1991年、それまで「オリオンズ」を名乗って東日本を転々としていたチームが千葉へ移転。新しい本拠地が海辺にあることから、「海兵隊」を意味する単語を使ってチーム名も変更した。こうして生まれたのが千葉ロッテマリーンズである。
2度に渡るボビー・バレンタイン監督の招聘を経て、チームは徐々に強化され日本一も達成。川崎球場に閑古鳥が鳴いていたオリオンズ時代は今や昔、現在は「マリサポ」と呼ばれる熱い応援団に支えられる人気チームとなった。
このような外国人監督の起用、サッカー風の応援、そして「下克上」によるドラマチックな日本一と、ダイナミックなイメージのロッテだが、一方で落ち着いているものもある。選手の背番号があまり変わらないのだ。
まずはロッテのエースナンバーから考察しよう。代表的なところでは、先の村田兆治の「29」、伊良部秀輝と清水直行が背負った「18」、小宮山悟の「14」、黒木知宏の「54」が挙がる。
最初の3つの背番号は、西野勇士、藤岡貴裕、大谷智久といった投手に引き継がれているので、このまま次世代にバトンがつながることを願う。
唯一投手に渡らなかった「54」の、現在の主人はデスパイネ。
野手のスター番号といえば、まずは歴代のミスターロッテが背負った「6」になるだろう。落合博満、初芝清と生え抜きの内野手がつけていた番号で、初芝の引退後はしばらく準永久欠番扱いとなっていた。
その沈黙を破ったのが、2009年にメジャーリーグから舞い戻りロッテに入団した井口資仁である。当時のロッテは、西岡剛や今江敏晃には既に良番を与えていたし、ドラフト上位で内野手を獲得することが少なかったので、「6」に見合う選手がいなかった。そんな中での井口入団だけに、外様とはいえ渡るのは致し方無いところ。

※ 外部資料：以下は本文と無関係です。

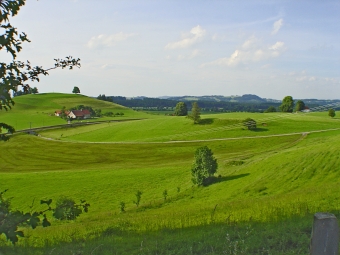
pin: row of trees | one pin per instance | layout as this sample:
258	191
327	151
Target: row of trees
182	110
287	105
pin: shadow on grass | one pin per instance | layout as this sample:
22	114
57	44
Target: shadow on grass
260	130
214	179
207	121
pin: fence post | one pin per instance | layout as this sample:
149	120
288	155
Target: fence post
325	235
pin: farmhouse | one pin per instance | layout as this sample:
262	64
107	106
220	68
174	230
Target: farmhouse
80	114
58	113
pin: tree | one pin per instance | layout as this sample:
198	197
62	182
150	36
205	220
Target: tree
331	113
76	90
287	104
249	123
11	220
299	106
204	166
271	109
181	109
16	74
195	113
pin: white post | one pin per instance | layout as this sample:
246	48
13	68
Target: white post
325	235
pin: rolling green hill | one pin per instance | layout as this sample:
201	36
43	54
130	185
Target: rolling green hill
36	110
266	180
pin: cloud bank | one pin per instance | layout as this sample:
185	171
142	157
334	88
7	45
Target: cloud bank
196	34
277	25
107	40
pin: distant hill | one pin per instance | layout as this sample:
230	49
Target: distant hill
213	103
36	110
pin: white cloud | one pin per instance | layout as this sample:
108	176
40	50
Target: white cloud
250	51
276	26
196	33
250	43
107	40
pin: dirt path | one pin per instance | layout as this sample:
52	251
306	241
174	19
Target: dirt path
303	135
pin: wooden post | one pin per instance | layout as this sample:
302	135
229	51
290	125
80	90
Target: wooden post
325	235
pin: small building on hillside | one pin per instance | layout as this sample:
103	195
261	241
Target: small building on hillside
79	114
58	113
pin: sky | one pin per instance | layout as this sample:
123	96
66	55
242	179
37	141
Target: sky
176	48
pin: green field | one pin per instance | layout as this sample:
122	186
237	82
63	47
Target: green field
37	110
270	184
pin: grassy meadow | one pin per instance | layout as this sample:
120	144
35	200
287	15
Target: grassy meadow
37	110
266	189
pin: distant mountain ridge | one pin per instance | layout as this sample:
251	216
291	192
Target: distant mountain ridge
246	98
214	103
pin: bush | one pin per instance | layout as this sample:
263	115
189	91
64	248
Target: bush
249	123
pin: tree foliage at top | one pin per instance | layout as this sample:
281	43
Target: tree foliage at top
11	220
195	113
287	104
204	166
181	109
15	75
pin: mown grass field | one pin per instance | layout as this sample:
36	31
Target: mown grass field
269	185
31	111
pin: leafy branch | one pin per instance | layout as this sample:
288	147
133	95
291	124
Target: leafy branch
11	220
17	73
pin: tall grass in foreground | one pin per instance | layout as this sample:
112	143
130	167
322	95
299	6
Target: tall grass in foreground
285	237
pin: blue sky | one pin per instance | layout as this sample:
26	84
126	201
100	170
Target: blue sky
157	48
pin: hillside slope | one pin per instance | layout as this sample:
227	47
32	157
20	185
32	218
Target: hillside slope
36	110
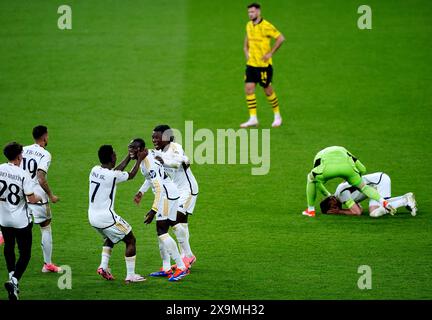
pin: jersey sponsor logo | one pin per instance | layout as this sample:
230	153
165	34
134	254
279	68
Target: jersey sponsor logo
152	174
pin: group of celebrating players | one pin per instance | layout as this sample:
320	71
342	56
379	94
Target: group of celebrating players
166	170
25	198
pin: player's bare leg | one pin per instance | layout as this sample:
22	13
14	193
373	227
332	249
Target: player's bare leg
252	105
46	243
130	258
104	270
170	246
274	102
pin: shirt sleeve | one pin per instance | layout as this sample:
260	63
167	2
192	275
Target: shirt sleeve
121	176
146	185
45	163
28	185
173	158
271	31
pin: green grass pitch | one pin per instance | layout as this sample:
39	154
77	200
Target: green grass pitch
128	65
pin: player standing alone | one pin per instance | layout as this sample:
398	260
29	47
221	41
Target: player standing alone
259	63
177	165
15	220
36	160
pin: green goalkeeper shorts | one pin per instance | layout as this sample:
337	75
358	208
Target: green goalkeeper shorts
336	166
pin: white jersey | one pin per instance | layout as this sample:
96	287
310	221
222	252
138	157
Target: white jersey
15	185
36	158
176	163
156	178
345	191
102	191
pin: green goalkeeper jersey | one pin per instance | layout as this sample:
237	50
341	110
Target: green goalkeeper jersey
337	162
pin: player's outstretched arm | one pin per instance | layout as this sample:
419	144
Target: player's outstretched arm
122	165
140	157
44	184
355	210
276	46
360	167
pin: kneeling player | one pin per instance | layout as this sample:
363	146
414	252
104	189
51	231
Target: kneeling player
103	183
338	162
348	196
164	208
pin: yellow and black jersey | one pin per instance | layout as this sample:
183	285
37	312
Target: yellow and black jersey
259	36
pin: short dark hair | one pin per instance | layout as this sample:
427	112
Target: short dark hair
254	5
12	150
39	131
325	204
105	153
140	142
163	128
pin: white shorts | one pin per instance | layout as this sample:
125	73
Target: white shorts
383	188
40	212
117	231
187	202
167	210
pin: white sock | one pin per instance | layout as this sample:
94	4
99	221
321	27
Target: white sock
180	233
46	243
398	202
186	228
166	260
130	265
106	254
172	249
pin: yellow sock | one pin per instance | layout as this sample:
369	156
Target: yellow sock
251	101
274	103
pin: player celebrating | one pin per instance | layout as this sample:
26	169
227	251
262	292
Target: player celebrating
337	162
103	181
176	163
350	197
36	161
15	222
164	206
259	63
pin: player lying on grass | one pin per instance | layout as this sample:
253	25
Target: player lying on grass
103	181
347	198
338	162
164	207
177	165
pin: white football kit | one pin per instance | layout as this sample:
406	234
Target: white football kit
176	163
15	186
37	158
166	194
101	214
379	180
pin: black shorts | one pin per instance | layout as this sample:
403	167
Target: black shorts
260	75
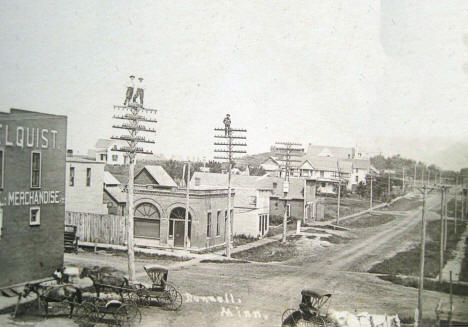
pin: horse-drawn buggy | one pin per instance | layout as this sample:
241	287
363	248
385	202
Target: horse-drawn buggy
110	311
161	291
310	311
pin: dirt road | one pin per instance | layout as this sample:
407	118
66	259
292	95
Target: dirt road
256	294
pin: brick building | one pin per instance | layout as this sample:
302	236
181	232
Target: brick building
159	217
32	190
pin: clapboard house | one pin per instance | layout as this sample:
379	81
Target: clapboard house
32	190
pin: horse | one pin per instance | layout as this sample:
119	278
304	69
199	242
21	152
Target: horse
347	319
102	281
54	293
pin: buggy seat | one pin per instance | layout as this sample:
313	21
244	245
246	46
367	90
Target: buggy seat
158	275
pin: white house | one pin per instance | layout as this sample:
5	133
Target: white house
271	166
251	200
103	153
84	185
327	171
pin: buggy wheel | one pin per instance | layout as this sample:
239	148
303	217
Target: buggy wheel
127	314
87	312
172	298
142	294
290	317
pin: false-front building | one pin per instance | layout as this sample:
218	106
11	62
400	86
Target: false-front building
32	190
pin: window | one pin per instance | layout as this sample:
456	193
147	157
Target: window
34	216
88	176
35	169
1	171
208	225
218	224
72	176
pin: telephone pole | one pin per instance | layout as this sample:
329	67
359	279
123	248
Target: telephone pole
186	177
423	190
339	193
137	120
286	153
229	145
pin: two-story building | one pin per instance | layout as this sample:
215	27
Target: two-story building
32	190
327	171
251	203
85	182
159	216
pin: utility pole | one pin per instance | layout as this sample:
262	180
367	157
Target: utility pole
186	174
403	179
445	220
415	175
136	120
229	148
286	152
441	249
339	193
423	190
388	191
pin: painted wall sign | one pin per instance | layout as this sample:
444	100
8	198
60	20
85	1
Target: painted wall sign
25	198
28	137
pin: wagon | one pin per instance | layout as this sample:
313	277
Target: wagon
310	311
110	312
161	291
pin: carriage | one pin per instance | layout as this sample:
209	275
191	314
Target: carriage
311	310
161	291
109	311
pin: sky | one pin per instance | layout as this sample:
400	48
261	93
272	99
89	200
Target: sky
388	76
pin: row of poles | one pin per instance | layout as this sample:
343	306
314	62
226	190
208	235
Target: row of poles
136	120
444	190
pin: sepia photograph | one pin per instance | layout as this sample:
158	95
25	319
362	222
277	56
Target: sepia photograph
234	163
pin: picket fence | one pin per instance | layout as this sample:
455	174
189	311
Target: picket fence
96	228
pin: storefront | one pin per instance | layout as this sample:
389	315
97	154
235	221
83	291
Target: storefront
32	192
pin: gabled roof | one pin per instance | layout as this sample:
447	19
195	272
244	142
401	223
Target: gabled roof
330	151
268	159
159	175
116	193
361	163
103	143
109	179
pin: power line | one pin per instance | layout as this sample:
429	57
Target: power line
229	147
286	152
137	120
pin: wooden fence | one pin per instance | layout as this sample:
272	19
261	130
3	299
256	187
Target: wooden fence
96	228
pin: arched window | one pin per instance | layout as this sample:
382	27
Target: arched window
147	221
177	225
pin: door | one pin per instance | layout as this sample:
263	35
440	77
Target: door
179	227
1	222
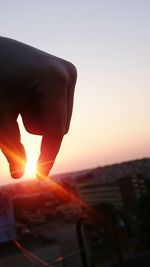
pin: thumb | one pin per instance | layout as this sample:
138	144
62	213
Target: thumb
12	148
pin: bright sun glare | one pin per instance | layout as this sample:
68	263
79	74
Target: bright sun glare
30	168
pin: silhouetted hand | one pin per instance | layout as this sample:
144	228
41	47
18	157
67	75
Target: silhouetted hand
39	87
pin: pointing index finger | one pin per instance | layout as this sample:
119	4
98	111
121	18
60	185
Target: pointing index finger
49	148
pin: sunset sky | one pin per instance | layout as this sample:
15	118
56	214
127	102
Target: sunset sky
109	42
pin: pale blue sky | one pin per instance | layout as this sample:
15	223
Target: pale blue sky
109	42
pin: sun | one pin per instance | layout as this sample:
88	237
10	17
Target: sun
30	168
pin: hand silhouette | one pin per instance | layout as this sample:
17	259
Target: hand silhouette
39	87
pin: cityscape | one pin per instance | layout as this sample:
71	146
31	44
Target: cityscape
46	215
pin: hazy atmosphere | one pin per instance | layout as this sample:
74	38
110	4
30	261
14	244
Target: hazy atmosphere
109	43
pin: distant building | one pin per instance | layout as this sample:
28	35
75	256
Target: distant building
120	184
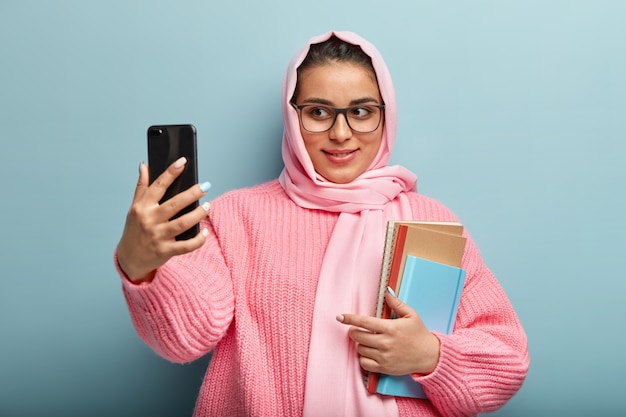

ただ昨年のドラフトで、もしも今「6」が空いていたらつけていただろうと思わせる選手が入団した。1位で獲得した平沢大河だ。高卒の内野手のスター候補。まさにミスターロッテを継ぐ者と言える。
そんな平沢の背番号は「13」に決まった。ひと桁台の番号が今江の「8」しか空いていなかったという事情もあったと思うが、この背番号は、やはりアレックス・ロドリゲスのようなショートになってもらいたいという球団の願いが込められているだろう。
それにもしかすると、平沢が引退する頃には、ミスターロッテの背番号は「13」と言われているかもしれない。それほどの可能性を秘めた選手である。
冒頭で「ロッテはあまり背番号が変わらない」と触れたが、もちろん毎年何人かは変えられる。その中でも注目したいのは、2013年のオフに変わった鈴木大地と西野勇士。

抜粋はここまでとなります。